Representative traces (A) and bar graph (B) showing mean ± SE change in [Ca²⁺]_i in HLMVEC treated with the TRPV4 inhibitors RuR (20 μM) and HC-067047 (1 μM). ECIS traces (C) and bar graph (D) showing mean ± SE decrease in TER in HLMVEC following exposure to 250 μM H₂O₂ with and without HC pretreatment. For comparison purposes, the untreated H₂O₂ response shown in B is reproduced from Fig. 2. *Significant difference from control; n = 6–8 experiments/group, 20–40 cells/experiment.

Fig. 7.

Representative traces of [Ca²⁺]_i in HLMVEC following pretreatment with the Fyn inhibitor, SU (5 μM), for 1 (A), 24 (B), and 48 h (C). D: bar graph showing mean ± SE change in [Ca²⁺]_i in control and SU-treated HLMVEC following exposure to 250 μM of H₂O_2. For comparison purposes, the 250 μM H₂O₂ response shown in Fig.

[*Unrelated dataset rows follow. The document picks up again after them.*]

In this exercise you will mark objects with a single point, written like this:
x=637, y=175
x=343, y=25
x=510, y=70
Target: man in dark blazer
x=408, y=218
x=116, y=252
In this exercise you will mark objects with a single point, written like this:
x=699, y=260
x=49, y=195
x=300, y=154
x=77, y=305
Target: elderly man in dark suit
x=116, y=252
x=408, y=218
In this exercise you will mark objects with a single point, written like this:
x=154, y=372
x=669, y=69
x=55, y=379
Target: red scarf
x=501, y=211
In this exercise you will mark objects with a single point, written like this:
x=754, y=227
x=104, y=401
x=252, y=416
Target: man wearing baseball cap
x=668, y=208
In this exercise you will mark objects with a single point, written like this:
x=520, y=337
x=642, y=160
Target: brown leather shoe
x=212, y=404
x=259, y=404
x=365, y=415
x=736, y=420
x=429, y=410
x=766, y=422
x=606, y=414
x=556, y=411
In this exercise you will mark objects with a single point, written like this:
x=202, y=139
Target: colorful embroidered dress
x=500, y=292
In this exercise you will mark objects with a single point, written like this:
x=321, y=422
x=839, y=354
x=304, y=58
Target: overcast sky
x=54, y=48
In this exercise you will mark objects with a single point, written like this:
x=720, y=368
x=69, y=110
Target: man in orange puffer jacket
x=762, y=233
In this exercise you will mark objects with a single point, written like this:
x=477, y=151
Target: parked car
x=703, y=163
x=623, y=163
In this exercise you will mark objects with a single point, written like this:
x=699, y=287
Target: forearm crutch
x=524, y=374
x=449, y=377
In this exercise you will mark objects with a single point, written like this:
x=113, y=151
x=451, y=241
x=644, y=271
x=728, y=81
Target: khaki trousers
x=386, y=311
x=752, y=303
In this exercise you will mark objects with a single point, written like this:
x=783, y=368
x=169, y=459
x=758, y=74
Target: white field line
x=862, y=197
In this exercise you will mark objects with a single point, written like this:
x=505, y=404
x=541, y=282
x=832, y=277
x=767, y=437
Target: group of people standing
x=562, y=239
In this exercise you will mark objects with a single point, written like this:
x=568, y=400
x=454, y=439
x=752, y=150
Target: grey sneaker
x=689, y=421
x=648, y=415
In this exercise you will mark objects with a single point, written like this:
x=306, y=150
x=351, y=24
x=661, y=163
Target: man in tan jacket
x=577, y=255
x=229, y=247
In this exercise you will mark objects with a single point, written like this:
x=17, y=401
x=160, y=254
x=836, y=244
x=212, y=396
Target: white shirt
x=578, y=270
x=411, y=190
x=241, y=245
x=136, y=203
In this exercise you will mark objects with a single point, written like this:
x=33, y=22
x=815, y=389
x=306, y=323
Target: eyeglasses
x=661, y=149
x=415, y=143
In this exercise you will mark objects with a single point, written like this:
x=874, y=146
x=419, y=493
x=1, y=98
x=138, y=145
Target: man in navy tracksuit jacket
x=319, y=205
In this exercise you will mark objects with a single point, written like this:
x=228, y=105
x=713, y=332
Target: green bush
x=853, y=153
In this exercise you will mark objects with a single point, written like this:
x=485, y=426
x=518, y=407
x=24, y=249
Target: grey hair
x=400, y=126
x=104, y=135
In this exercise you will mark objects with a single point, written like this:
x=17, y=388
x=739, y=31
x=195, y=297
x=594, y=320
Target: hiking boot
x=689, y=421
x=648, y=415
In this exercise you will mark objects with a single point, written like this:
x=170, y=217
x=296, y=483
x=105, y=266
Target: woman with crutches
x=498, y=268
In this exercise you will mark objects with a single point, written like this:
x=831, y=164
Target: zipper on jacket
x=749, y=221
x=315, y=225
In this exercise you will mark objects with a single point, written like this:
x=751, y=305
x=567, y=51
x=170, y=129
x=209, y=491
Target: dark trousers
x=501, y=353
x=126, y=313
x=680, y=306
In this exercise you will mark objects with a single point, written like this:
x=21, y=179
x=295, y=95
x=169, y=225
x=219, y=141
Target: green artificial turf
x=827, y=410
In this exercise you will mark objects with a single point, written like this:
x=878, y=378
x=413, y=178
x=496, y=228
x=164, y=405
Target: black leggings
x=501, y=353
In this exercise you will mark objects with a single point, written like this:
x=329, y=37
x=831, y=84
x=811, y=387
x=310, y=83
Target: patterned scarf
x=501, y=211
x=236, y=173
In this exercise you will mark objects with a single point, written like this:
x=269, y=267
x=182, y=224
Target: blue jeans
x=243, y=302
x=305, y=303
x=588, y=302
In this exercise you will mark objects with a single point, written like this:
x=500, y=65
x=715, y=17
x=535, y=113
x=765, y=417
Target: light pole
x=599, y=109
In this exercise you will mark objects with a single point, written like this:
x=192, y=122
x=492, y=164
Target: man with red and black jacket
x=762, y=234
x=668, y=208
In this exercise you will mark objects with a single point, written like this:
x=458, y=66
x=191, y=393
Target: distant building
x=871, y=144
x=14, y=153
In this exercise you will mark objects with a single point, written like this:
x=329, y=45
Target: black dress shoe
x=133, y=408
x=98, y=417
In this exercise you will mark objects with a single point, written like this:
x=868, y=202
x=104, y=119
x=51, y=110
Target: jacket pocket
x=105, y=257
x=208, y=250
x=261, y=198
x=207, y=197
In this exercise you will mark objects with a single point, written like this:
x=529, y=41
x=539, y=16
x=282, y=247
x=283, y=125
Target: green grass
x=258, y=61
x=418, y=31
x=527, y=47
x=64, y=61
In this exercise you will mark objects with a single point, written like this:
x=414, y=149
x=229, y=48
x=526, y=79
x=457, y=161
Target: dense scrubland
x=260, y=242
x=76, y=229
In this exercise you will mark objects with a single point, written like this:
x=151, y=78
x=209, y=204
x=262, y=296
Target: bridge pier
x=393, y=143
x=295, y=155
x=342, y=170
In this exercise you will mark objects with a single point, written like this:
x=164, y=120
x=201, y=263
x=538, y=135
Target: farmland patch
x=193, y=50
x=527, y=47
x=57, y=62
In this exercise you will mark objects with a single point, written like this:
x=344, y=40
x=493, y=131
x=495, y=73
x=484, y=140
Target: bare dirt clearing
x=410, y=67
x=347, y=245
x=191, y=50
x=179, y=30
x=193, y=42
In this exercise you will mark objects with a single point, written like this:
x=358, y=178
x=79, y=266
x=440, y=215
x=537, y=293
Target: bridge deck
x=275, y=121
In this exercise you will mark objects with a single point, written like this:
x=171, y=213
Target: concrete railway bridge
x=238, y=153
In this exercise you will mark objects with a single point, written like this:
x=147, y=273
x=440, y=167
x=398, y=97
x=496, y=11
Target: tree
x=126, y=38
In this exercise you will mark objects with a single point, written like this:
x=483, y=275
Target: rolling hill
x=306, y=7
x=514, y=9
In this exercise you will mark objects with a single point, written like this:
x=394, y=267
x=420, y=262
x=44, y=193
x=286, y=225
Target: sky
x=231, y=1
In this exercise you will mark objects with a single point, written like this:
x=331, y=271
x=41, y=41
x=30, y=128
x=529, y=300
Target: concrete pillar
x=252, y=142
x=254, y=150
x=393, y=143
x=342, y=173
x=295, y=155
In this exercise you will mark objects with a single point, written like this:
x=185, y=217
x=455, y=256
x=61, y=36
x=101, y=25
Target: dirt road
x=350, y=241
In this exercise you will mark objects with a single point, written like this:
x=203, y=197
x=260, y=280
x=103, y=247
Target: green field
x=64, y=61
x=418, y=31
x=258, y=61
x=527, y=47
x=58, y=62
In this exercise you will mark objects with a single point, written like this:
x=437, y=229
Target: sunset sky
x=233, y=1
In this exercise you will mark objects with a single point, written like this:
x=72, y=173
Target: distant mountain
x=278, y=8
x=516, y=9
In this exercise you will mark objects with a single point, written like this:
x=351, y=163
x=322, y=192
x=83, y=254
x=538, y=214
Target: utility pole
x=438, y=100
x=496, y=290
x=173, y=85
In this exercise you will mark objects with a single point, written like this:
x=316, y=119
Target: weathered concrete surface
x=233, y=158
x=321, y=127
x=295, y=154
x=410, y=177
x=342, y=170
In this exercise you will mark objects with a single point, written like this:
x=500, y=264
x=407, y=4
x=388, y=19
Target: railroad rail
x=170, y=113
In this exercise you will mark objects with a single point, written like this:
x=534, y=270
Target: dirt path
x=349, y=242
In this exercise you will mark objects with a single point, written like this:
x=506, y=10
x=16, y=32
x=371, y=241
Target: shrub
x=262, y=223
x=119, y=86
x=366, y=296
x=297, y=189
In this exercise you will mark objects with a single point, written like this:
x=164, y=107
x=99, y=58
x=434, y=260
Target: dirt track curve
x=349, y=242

D is reproduced from Fig. 2. *Significant difference from control; n = 6 experiments/group, 20–40 cells/experiment.

Fig. 8.

Representative traces (A) and bar graph (B) showing mean ± SE change in [Ca²⁺]_i in MLMVEC isolated from Fyn^−/− mice and exposed to 1 mM H₂O₂. *Significant difference from wild-type (WT); n = 3–6 experiments/group, 20–40 cells/experiment.

Fig. 9.

Representative immunoblot images (A and B) and densitometry (C and D) showing TRPV4 and Fyn protein levels for HLMVEC transfected with nontargeting (siNT) and TRPV4 (siTRPV4) or Fyn (siFyn) siRNA (n = 3 independent experiments). Representative traces (E) and bar graph (F) showing mean ± SE change in [Ca²⁺]_i in HLMVEC transfected with siNT, siTRPV4, or siFyn and exposed to 250 μM H₂O₂ (n = 4–7 experiments/group, 20–40 cells/experiment). *Significant difference from siNT.

Fig. 10.

A: representative trace of [Ca²⁺]_i in HLMVEC exposed to GSK (100 nM) after treatment with SU (5 μM) for 48 h. B: bar graph showing mean ± SE change in [Ca²⁺]_i in control and SU-treated HLMVEC following exposure to GSK (n = 5 experiments/group). C–E: representative immunoblot images and densitometry showing protein levels of phosphotyrosine and TRPV4 protein in HLMVEC under control conditions, or treated with either 250 μM H₂O₂ or SU (5 μM). *Significant difference from control; n = 3 independent experiments.